When any team doesn’t succeed, there is a combination of responsibilities. It means that we as an organisation and me personally, we didn’t create the environment that allowed players to show their best. That is my part but on the other hand everyone knows examples where team had terrible contracts, didn’t have proper bootcamps but still managed to show great level. Players can achieve success without any conditions and good conditions are not always guaranteeing success. I think that players or at least some of them could have done more and we as an organisation definitely could have done more in terms of creating the atmosphere that would inspire and unite the team – that didn’t happen and we all know the result.

When and under what circumstances you made the final decision to part ways with Polish lineup?

As you can imagine, organisations and players all always estimating other options, so there’ve been some initial contacts with AVANGAR for quite some time in form of some informal inquiries; but obviously it wasn’t only AVANGAR. All I can say that the specific negotiations had been lasting for couple of weeks. Everything before that was just informal communication that was similar to any other ongoing talks with different teams.

Why did you initially renew Polish team’s contracts for 2020, but eventually decided to go for AVANGAR’s team? Could you explain your approach?

It is very simple. At that time negotiations with AVANGAR weren’t anywhere close to be finalized. There was a very high probability that they wouldn’t be completed the way they were. In that case we would have stayed with the core of the team, maybe making some changes and that is what I have been telling the guys.
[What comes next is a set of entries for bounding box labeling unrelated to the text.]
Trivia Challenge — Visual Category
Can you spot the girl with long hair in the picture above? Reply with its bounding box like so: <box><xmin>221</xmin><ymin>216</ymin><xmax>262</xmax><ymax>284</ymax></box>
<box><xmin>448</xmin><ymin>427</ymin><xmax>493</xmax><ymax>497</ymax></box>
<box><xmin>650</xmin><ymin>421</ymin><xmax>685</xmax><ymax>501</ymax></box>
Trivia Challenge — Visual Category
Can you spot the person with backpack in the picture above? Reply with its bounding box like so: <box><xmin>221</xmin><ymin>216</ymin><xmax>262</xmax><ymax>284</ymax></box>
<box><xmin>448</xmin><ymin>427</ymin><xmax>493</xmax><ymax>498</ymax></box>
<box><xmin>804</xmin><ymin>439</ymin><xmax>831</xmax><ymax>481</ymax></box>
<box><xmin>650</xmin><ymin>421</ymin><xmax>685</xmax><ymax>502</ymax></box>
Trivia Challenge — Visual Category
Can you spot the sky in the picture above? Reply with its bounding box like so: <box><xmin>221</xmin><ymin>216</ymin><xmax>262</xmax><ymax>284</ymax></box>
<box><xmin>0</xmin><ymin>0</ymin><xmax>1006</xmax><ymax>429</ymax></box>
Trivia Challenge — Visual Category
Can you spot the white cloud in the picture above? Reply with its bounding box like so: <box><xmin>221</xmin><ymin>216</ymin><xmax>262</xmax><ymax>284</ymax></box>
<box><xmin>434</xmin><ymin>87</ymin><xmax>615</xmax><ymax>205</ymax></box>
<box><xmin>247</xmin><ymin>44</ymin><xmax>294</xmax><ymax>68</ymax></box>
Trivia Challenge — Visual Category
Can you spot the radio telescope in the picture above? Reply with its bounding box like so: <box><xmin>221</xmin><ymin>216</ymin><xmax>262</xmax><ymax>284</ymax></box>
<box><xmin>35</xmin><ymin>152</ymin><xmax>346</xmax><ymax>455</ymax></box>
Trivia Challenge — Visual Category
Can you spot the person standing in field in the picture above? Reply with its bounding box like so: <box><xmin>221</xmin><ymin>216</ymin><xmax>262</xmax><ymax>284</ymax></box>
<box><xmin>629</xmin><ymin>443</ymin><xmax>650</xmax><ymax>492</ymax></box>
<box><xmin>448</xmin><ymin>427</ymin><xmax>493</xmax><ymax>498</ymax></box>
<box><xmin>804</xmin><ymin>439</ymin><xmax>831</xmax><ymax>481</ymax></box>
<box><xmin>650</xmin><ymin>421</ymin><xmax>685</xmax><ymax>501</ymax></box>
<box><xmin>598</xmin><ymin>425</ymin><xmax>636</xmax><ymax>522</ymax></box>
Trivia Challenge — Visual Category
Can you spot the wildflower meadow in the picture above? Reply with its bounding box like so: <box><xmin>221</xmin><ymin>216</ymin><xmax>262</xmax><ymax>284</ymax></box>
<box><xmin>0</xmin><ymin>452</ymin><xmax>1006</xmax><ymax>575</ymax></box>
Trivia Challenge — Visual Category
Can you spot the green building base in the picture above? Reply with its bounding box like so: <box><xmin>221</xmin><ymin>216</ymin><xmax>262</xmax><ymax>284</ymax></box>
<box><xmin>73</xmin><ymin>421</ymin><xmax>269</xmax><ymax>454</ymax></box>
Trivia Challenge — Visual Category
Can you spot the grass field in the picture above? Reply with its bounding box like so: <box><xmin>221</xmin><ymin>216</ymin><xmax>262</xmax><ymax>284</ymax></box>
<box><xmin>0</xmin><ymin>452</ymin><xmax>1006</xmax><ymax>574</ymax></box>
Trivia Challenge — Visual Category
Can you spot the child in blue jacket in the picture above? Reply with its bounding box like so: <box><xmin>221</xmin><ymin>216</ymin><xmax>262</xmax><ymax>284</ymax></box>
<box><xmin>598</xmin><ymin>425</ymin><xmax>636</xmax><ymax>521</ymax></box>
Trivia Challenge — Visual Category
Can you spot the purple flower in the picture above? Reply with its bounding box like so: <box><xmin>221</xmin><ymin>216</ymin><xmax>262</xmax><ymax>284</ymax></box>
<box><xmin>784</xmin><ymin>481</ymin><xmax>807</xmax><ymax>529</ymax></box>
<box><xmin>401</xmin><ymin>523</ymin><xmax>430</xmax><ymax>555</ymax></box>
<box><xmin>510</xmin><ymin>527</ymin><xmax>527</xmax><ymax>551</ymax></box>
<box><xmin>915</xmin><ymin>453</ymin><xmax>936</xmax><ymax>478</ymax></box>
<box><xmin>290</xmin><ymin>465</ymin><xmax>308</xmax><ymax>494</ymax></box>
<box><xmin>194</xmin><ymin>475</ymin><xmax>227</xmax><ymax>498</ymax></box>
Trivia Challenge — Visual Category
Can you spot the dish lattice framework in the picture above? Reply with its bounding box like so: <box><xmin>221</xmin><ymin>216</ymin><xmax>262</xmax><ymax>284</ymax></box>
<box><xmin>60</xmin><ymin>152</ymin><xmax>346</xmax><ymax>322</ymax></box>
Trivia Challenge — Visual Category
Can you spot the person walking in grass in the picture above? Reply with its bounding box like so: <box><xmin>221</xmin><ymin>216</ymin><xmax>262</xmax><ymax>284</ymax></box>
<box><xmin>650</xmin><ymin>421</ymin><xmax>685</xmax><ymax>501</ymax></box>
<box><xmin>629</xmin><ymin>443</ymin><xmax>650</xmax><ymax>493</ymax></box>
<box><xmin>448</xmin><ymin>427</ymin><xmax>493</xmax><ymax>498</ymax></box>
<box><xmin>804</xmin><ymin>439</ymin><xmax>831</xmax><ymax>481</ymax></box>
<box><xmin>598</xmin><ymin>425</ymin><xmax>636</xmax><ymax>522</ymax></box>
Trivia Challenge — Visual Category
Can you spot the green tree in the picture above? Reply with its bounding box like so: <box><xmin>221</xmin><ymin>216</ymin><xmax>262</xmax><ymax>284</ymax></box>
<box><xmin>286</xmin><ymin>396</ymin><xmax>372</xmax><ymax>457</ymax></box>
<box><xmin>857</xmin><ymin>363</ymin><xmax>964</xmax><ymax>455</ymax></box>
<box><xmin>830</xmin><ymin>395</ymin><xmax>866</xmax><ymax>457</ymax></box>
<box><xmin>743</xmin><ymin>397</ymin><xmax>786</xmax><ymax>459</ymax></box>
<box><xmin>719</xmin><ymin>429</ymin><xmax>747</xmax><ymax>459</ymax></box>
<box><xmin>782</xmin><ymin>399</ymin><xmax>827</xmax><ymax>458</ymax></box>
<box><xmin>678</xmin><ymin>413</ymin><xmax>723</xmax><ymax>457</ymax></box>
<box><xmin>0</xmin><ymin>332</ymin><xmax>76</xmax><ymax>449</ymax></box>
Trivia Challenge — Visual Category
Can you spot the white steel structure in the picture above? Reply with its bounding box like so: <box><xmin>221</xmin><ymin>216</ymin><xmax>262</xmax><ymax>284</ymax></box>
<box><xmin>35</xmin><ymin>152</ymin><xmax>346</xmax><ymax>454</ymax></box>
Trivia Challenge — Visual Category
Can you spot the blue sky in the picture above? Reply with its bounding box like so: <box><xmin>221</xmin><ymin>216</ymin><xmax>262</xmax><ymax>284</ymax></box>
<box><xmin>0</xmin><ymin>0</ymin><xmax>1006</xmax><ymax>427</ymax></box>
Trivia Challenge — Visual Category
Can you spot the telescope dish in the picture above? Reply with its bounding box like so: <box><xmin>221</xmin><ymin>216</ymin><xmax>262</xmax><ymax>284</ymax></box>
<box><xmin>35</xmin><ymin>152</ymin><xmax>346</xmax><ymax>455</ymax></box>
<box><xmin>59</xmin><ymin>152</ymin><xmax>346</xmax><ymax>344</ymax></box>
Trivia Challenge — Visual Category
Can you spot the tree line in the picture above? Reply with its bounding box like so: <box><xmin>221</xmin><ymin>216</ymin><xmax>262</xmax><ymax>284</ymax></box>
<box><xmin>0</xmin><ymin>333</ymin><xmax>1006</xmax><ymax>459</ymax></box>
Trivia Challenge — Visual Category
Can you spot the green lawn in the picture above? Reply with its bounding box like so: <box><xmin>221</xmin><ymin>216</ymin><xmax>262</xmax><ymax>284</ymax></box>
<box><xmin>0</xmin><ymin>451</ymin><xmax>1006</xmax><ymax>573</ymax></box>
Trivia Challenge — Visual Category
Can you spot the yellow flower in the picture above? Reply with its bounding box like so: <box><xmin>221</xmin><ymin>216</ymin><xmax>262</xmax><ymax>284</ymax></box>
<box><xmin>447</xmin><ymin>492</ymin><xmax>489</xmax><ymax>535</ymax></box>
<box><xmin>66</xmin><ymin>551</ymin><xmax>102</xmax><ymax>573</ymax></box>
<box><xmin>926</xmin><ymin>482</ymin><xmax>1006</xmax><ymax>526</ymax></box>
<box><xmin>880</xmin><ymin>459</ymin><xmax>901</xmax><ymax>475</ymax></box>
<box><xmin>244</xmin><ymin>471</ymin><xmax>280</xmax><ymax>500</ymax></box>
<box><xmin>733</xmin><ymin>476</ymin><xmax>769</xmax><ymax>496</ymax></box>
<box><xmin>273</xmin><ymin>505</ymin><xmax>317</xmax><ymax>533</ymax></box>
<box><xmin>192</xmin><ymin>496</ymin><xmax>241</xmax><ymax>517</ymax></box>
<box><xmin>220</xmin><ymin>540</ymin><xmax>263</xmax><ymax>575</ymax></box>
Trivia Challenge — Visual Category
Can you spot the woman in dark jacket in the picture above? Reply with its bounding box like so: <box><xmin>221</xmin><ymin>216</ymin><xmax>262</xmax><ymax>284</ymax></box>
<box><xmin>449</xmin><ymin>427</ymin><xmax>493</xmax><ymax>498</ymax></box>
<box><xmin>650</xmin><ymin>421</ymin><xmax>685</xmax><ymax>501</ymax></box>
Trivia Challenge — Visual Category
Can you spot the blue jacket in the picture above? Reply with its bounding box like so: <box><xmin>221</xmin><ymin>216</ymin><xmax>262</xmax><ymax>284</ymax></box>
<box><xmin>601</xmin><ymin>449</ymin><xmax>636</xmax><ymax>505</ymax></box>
It just didn’t work out.

Are Polish players still contracted to VP?

They are currently benched and we are talking with some organisations, we will explore their options and then we will have to see how it goes.

Did VP have such moments in the past when you were close to leaving Polish scene?

No.

What relations did you build with Polish players during all these years? Would you say that you developed a friendship with at least some of them?

I am sure that there is nothing that I’ve done during my time in VP when I haven’t been open and sincere. I have always tried to keep my word. My approach was always “players first”. We create conditions so players can deliver their best game and when we do this we come to them and tell: „Here is what you asked for, now go and deliver”.

When it comes to some negative moments, we should always be very open and transparent and I can fairly say that I’ve been doing this. Yesterday I was messaging with pasha because I was super happy to see his famous stories when he was feeding Negev. I was just chatting with him and it was really nice. To be honest, I understand Wiktor’s decision – we are not speaking since we parted ways, but I am a little bit sad about this. I had a very nice chat with Filip at Berlin Major couple of months ago, but I am in Moscow and they are in Poland, so that creates certain limits. I think we have nice relations though; I wish them the very best in their future and I will definitely watch them playing.

What did you learn from more than three years spent in esport?

First of all I really enjoyed this period; it’s been an amazing experience that I am really grateful to Anton, at that time owner of VP, who brought me on board. It was an amazing time for me. I didn’t know much about esports when I joined Virtus.pro back in August 2016, but I think the industry has a bright future. It was super cool to see that smaller countries like Ukraine or Poland have amazing scenes, players and communities. One of the things I really enjoyed was how involved the community always is, how reactive and active it is. You have to stay very focused, you can’t pull bullshit because everyone will just see that. You have to be very open and sincere. That’s what I like a lot.